= Leonard Boden =

British portrait painter (1911–1999)

Leonard Monro Boden (31 May 1911 – 15 November 1999) was a British portrait painter.

==Biography==
Boden was born in Greenock, in Inverclyde, Scotland, in 1911. He was educated at Malsis School in North Yorkshire before attending Sedbergh School in Cumbria. Boden's father was the co-founder of a ship furnishing company, Rowan & Boden. Boden declined to follow his two brothers, Ernest and Sydney, into the family business, and instead joined the Glasgow School of Art. Among his tutors at Glasgow were the portrait artists William Oliphant Hutchison, Francis Hodge, John D. Revel and Frederic Whiting.

It was at Glasgow that he met his wife, Margaret Tulloch, and they married in 1937. Boden and his wife later studied at Heatherley School of Fine Art in London, and worked together on illustrating books in the 1930s. Their daughter, Daphne, became a harpist, and was the first British harpist to be awarded the Premier Prix for Harp at the Brussels Royal Conservatoire. She also became a professor of harp at the Royal College of Music and the Royal Academy of Music.

Among the honours Boden received were a gold medal at the Paris Salon, and he was appointed a Freeman of the City of London, and a liveryman of the Worshipful Company of Painter-Stainers. He was the chairman of the Chelsea Arts Club in the 1960s and a vice-president of the Artists' General Benevolent Institution.

In the Second World War Boden served in intelligence and as an anti-aircraft gunner. Following the war he began to paint portraits professionally, gaining a reputation for his depictions of actors such as Alastair Sim and Donald Wolfit, and the singer Boris Christoff.

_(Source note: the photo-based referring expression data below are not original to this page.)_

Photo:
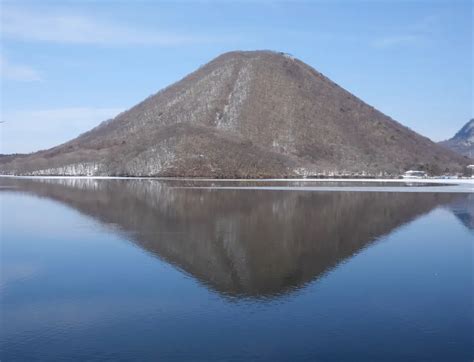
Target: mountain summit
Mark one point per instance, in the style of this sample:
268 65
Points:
463 141
244 114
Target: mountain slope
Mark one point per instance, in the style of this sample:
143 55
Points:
463 141
244 114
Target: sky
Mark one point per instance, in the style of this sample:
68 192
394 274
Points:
68 65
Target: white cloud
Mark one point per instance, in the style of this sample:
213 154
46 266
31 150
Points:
28 131
59 27
18 72
397 41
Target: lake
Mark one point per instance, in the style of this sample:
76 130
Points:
149 270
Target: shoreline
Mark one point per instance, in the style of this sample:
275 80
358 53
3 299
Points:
436 180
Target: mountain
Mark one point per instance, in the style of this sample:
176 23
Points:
463 141
244 114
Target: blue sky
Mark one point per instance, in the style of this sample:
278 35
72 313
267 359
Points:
66 66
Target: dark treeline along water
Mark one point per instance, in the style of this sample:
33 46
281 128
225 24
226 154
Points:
147 270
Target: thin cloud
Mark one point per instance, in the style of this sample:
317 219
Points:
397 41
32 130
18 72
68 28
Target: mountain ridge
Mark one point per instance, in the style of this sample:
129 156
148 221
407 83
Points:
463 141
244 114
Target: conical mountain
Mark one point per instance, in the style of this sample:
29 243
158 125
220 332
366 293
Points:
244 114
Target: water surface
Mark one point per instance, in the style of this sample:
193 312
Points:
160 270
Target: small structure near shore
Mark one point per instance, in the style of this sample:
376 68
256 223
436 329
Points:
411 174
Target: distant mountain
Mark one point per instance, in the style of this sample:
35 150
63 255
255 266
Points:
463 141
244 114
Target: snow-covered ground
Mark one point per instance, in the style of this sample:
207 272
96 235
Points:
463 185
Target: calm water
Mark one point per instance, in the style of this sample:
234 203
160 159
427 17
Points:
146 270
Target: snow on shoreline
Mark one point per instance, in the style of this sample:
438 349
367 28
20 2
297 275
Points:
460 181
437 185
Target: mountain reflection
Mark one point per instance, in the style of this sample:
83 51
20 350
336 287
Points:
241 243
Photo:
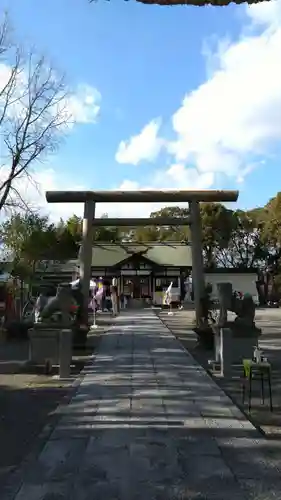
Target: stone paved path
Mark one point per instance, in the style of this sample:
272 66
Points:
148 423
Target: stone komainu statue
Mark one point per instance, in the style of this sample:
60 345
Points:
62 303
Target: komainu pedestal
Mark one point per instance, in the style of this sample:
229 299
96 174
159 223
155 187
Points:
244 333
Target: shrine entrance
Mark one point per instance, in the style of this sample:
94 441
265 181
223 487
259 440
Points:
136 287
193 198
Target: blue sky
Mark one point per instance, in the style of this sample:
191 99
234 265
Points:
143 61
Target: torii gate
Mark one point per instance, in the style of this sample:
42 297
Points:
91 198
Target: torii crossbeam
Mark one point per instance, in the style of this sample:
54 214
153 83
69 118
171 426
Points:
193 198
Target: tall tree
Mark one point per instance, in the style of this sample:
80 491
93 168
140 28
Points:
246 247
217 227
33 116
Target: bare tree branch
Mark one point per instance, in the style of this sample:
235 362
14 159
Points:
33 115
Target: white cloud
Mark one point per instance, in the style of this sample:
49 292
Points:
84 104
234 118
142 147
236 114
265 13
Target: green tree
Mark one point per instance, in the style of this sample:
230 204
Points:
217 227
246 247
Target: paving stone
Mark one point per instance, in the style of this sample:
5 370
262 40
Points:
147 422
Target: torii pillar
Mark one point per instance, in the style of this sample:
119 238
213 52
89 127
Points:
86 254
90 198
198 281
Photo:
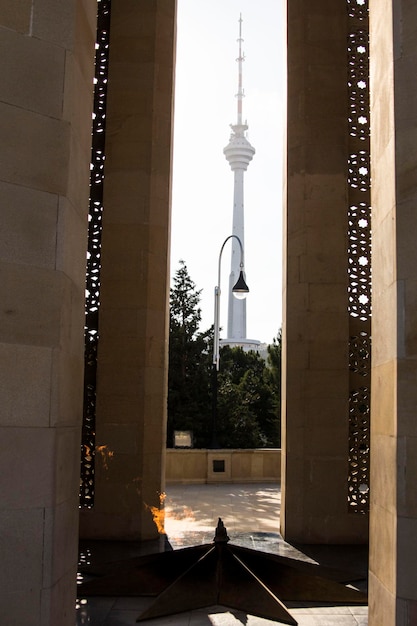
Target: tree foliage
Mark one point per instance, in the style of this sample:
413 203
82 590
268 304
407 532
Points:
189 389
248 386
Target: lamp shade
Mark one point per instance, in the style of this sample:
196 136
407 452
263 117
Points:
240 289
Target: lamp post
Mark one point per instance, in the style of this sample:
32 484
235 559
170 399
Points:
239 290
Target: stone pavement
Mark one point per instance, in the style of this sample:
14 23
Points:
250 513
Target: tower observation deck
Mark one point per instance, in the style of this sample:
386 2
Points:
239 153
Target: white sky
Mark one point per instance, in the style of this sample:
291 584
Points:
205 106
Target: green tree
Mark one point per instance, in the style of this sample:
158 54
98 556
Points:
189 386
248 414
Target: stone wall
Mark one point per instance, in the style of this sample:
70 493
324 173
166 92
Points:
212 466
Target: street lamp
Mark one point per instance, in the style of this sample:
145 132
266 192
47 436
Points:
239 290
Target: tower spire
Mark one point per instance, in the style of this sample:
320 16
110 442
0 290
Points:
239 154
240 92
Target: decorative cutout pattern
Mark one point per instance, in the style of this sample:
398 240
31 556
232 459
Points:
359 256
359 270
92 301
358 482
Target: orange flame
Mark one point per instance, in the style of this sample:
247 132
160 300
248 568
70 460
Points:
158 514
106 454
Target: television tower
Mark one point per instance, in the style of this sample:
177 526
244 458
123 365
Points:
239 154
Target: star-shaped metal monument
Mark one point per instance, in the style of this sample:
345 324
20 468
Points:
223 574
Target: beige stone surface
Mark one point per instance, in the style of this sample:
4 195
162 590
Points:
16 15
44 163
32 71
132 377
28 233
34 149
25 385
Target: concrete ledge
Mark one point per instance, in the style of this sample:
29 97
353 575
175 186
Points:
223 466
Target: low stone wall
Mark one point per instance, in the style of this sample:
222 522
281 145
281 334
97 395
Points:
215 466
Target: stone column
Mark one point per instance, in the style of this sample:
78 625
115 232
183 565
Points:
393 523
47 52
134 295
316 320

A portrait of Field Marshal Lord Milne was Boden's first large-scale commission in 1954. Later portraits of dignitaries included three Lord Mayors of London, George Pinker, and Margaret Thatcher. In the mid-1950s Pamela Green was one of his life models. Pope Pius XII was painted by Boden in 1957; it was the only portrait that Pius granted sittings for. Fourteen sittings were held by Boden with the Pope, with many at the Pontiff's summer residence in Castelgandolfo. The portrait was later hung in the Vatican.

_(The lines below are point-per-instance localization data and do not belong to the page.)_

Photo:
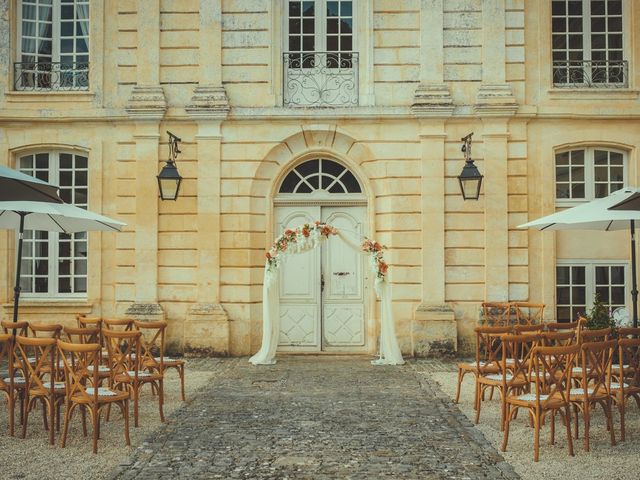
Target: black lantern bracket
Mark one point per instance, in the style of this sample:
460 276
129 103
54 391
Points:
169 179
470 178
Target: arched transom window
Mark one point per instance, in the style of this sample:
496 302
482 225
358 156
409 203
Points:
320 175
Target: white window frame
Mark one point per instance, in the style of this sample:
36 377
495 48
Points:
586 42
320 26
590 278
56 6
53 240
589 173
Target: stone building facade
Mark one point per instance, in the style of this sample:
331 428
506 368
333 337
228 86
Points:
383 88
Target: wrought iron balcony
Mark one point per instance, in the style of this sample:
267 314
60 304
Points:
40 76
320 79
590 74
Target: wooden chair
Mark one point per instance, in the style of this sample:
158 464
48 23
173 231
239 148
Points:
496 314
561 326
118 324
7 383
124 349
595 385
21 328
37 355
628 384
472 367
513 374
528 313
89 335
84 390
552 382
488 360
167 362
45 330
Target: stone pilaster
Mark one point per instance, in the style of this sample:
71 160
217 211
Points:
432 97
495 136
495 96
206 328
433 330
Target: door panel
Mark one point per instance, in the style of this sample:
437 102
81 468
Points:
299 287
343 313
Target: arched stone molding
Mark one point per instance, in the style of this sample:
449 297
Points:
310 141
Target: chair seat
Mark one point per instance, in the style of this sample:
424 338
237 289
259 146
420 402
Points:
101 369
616 385
18 380
580 391
531 397
56 385
102 392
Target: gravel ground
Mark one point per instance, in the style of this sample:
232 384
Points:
33 457
603 461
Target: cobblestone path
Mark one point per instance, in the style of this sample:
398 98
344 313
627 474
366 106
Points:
317 418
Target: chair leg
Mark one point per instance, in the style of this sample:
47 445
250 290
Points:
68 411
622 412
125 413
52 421
507 421
461 374
567 421
94 420
161 398
181 374
587 426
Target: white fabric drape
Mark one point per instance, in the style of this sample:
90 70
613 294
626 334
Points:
389 349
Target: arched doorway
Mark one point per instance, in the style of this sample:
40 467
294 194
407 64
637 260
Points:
323 292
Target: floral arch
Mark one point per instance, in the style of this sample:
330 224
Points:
307 237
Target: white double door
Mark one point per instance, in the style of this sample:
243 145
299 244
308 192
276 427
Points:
322 291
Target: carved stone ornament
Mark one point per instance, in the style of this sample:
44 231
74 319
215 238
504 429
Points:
432 100
208 101
495 100
147 102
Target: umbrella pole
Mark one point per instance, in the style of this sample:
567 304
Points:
634 282
16 289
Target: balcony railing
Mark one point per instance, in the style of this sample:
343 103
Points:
57 76
590 74
320 79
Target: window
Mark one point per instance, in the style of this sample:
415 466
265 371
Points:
53 45
587 43
56 263
577 283
320 174
320 61
589 173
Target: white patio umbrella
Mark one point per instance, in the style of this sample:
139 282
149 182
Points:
599 214
15 185
52 217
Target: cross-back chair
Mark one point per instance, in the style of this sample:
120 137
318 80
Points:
628 385
84 390
596 359
496 314
528 313
7 383
488 361
551 394
37 355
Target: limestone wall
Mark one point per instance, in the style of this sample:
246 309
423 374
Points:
431 72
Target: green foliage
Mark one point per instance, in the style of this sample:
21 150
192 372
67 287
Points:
598 317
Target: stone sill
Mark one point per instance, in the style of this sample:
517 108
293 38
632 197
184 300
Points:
594 93
49 97
58 306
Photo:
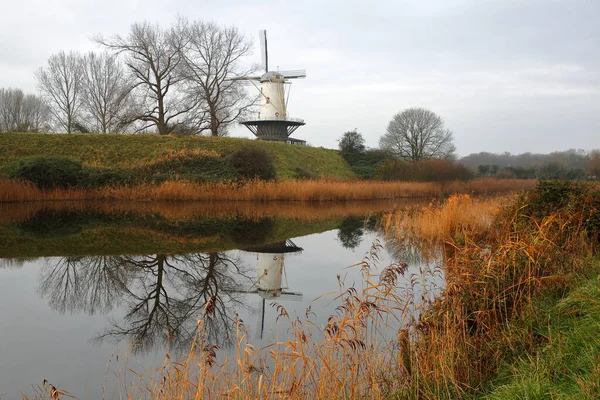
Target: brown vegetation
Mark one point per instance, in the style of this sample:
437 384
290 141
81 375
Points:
304 191
15 212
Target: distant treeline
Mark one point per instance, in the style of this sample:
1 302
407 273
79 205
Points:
570 164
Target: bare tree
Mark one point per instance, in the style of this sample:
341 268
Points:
152 56
211 55
22 113
107 100
60 82
418 134
35 115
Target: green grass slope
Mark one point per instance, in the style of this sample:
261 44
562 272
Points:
126 150
568 365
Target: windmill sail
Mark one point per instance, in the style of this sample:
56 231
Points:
263 49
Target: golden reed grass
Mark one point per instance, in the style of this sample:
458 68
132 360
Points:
303 191
185 210
459 215
498 258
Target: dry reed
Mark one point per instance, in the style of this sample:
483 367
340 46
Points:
185 210
303 191
497 260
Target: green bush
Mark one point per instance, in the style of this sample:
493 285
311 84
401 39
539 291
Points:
46 171
253 162
93 177
423 171
301 173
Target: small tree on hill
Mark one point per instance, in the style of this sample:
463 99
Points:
417 134
352 142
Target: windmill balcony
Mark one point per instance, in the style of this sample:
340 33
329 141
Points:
289 119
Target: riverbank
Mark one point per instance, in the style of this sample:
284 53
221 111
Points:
521 296
168 157
262 191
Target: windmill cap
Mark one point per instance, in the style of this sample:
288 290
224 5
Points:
271 76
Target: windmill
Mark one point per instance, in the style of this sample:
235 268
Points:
273 122
270 270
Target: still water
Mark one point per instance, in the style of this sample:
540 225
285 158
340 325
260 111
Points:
83 284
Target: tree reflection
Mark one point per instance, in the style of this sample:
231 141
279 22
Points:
163 295
350 232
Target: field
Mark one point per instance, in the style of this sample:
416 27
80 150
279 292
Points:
130 151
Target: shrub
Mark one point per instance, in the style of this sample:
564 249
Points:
93 177
423 171
253 162
301 173
46 171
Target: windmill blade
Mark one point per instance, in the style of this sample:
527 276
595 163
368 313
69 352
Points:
262 37
244 78
293 74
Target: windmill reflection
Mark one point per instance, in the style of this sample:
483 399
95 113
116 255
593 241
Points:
270 272
163 295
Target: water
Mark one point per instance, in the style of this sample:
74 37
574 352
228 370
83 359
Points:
83 283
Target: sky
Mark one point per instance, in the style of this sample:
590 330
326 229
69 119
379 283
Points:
505 75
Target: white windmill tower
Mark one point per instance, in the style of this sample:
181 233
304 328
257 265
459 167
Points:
273 122
270 271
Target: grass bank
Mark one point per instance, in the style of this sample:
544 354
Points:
566 364
147 152
262 191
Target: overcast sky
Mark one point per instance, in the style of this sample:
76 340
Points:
506 75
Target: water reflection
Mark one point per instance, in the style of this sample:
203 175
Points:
199 265
162 295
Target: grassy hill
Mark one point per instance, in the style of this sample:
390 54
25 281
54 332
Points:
128 151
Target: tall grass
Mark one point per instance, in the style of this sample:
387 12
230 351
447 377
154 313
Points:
303 191
495 268
182 211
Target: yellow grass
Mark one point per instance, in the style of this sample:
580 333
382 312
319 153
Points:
461 215
179 210
304 191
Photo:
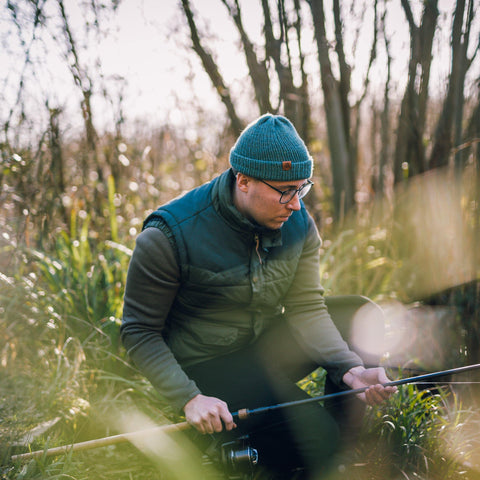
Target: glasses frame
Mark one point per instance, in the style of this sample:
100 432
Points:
291 192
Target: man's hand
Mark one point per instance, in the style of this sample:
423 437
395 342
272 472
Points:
360 377
206 414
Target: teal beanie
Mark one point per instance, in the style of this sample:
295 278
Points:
271 149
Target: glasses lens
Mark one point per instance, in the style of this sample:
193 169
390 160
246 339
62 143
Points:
288 195
304 189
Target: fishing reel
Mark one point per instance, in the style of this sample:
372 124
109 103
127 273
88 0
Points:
238 458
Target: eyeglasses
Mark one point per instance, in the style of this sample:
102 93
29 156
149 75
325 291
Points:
287 195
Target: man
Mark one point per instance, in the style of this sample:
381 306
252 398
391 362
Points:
224 309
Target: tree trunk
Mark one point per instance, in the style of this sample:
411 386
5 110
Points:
409 151
212 70
343 195
449 127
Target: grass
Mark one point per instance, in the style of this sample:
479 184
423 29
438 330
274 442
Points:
61 362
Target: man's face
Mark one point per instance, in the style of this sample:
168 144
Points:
261 203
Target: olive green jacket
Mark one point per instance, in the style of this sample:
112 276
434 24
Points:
204 281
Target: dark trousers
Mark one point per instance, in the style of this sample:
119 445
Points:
265 374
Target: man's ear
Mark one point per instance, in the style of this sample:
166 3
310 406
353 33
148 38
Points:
243 182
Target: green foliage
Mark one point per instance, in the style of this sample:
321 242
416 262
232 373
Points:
418 435
360 260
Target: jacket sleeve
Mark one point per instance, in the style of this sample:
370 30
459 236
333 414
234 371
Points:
308 316
152 283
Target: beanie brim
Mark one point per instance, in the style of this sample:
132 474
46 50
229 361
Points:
270 170
271 149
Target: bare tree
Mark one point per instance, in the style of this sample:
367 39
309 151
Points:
449 127
212 70
409 148
338 137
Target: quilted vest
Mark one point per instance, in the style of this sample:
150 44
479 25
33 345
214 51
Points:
233 274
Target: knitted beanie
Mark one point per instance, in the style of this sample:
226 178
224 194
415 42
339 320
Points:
271 149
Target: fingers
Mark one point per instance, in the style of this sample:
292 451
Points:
208 414
376 394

Margaret, Boden's wife, often contributed to his portraits, with their efforts having been described as "a joint operation". Boden was upset that, unlike him, his wife was never elected a member of the Royal Society of Portrait Painters.

==Royal portraiture==
Boden painted 19 portraits of members of the British royal family, including ten of Queen Elizabeth II and five of Prince Philip, Duke of Edinburgh.

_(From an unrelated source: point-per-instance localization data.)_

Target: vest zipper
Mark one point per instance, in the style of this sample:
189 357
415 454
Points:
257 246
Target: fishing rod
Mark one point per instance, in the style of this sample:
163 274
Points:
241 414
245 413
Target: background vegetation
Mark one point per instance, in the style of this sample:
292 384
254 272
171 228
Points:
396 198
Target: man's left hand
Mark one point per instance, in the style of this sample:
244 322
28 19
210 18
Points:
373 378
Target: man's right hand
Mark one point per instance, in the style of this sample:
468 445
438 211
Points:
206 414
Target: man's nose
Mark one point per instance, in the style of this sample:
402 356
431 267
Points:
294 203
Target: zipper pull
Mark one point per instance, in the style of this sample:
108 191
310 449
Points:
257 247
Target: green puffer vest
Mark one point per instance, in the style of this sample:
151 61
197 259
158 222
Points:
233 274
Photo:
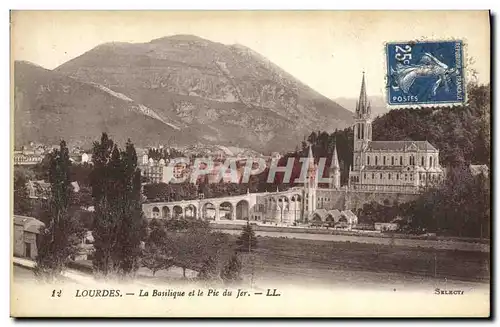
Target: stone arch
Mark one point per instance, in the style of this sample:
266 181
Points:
209 211
177 212
272 204
286 203
165 213
330 220
226 211
156 212
242 210
316 219
190 211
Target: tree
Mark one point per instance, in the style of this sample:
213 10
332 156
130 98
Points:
247 241
157 233
231 272
155 259
22 204
208 270
119 224
58 240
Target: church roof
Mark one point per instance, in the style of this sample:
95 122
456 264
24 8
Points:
400 146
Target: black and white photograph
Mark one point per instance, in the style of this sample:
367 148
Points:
250 164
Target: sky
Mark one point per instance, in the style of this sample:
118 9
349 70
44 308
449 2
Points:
326 50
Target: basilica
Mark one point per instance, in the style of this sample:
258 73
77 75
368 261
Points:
394 171
389 165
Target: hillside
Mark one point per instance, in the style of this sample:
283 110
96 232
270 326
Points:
214 94
49 106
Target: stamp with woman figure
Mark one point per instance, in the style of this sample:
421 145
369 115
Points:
425 73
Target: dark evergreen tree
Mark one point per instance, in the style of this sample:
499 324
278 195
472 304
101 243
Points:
247 241
104 225
119 224
133 223
208 270
58 240
231 272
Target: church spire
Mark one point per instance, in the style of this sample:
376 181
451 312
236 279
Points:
363 106
335 160
310 156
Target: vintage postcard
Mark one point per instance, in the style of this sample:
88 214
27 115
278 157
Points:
250 164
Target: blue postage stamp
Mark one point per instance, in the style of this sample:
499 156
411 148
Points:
426 72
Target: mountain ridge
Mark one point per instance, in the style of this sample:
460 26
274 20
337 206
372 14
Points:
206 91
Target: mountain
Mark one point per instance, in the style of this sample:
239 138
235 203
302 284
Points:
179 89
378 104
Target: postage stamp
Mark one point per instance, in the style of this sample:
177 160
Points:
429 73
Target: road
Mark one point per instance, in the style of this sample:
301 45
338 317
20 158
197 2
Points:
441 245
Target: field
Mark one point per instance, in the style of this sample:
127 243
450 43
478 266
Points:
327 263
335 262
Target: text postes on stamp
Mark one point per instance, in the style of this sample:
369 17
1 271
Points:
425 73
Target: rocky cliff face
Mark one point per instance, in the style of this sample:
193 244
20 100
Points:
196 90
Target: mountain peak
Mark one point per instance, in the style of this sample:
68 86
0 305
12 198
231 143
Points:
180 37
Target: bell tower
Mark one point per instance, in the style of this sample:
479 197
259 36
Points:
334 170
362 125
311 183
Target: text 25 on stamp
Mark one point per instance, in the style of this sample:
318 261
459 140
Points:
428 72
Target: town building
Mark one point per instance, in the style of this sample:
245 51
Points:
394 171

Before painting in oil on canvas, Boden sketched his sitters in sanguine (red chalk). The subjects of his portraits often asked to buy his lifelike sketches. Boden asked for six to eight sittings of an hour and a half each for his royal portraits. His first picture of the Queen hangs alongside a portrait of Prince Philip at the Royal Military Academy in Sandhurst. Four of his portraits of the Queen were painted for government institutions in Canada. The Queen often recommended Boden if asked whether she would prefer any particular artist's depictions of her. Boden's daughter, Daphne, sometimes played the harp for the Queen while her father painted.